Coming out of London, the Eagles had the No. 4 rush defense in the NFL. They were allowing just 83 rushing yards per game, which went a long way into keeping the Eagles in every game and keeping an undermanned unit afloat.
The Cowboys and Saints both gashed the Eagles for over 170 yards on the ground and for the first time in six years the Eagles allowed 100-yard rushers in back-to-back games.
With just two games, the Eagles have dropped from fourth to 12th in rush defense. And trending the wrong way.
And here come the Giants and Saquan Barkley, who will most likely try to pound it on the ground against the Eagles.
“Quite honestly,” defensive coordinator Jim Schwartz said, “that’s what I would do against us now.”
The disturbing thing is that the Eagles’ defensive front seven has been largely healthy. They're missing Derek Barnett, who gave great effort against the run, and they lost Haloti Ngati for a few games, but the unit has been largely intact while the Cowboys ran for 171 yards and the Saints 173.
The same group that held six of the Eagles’ first eight opponents to fewer than 80 rushing yards.
When asked what bothered him most about Sunday’s 48-7 loss to the Saints, Schwartz didn’t hesitate to name run defense:
We knew we would have challenges in coverage, we knew it was tough to get turnovers, we knew it was tough to get sacks, but we put ourselves, scheme-wise, in position to stop the run, and we didn't get that done for a second week in a row.
I think that's the most disappointing thing that came out of it.
How bad have the last two weeks been?
• This is the first time the Eagles have allowed 170 or more rushing yards in consecutive games in 12 years, since the Titans (209) and Colts (237) did it in November 2006.
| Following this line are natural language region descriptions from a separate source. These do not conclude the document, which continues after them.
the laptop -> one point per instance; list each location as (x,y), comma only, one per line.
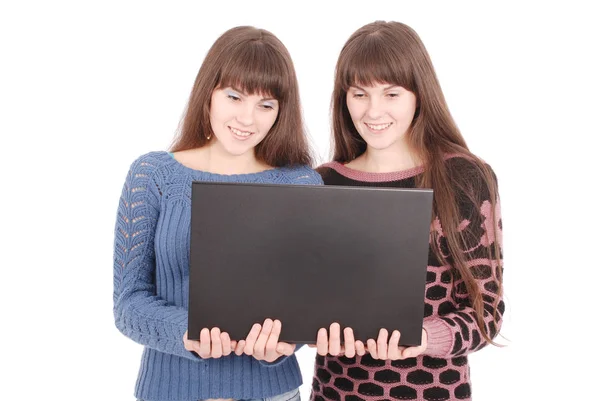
(308,256)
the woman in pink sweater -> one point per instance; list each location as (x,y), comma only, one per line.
(392,128)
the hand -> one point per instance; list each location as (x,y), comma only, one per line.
(212,344)
(263,343)
(382,349)
(332,345)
• Ezekiel Elliott (19-151, 8.0) and Mark Ingram (16-103, 6.4) are the first running backs to go over 100 yards against the Eagles in consecutive games in six years, since Doug Martin of the Buccaneers and BenJarvus Green-Ellis of the Bengals in December 2012.
What the heck is going on here?
“I think that any time you talk about the run game you have to talk about all three levels,” Schwartz said. “I think that there were some (runs) that you can attribute to d-line techniques and some to linebacker techniques and some to missed tackles.
“We had one — I mean, it was a difficult situation — but we had one where we had some guys get on the field that didn't communicate, and all of a sudden, we just let a guy walk into the end zone when we should have a guy sitting right there.
"Sometimes you miss tackles, but we shouldn't have those miscommunications and just let guys walk in on us.”
Up next? The Giants, who ran for 147 against the Eagles in October, then the Redskins, who are 12th in the NFL in rushing, then the Cowboys again, the NFL’s fourth-ranked rushing offense. Then the high-flying Rams, who are No. 2 in rushing offense (as well as No. 5 in passing offense).
And now the Eagles are going to be without middle linebacker Jordan Hicks indefinitely.
The Eagles have to get this figured out soon or things are just going to continue to spiral out of control.
“Our biggest thing is controlling the run game,” Schwartz said. “If we can do that, then that can go a long way to solving a lot of our problems on defense.”
Much of playing run defense is just want-to. Attitude.
We’ll find out quickly Sunday if the Eagles have any left.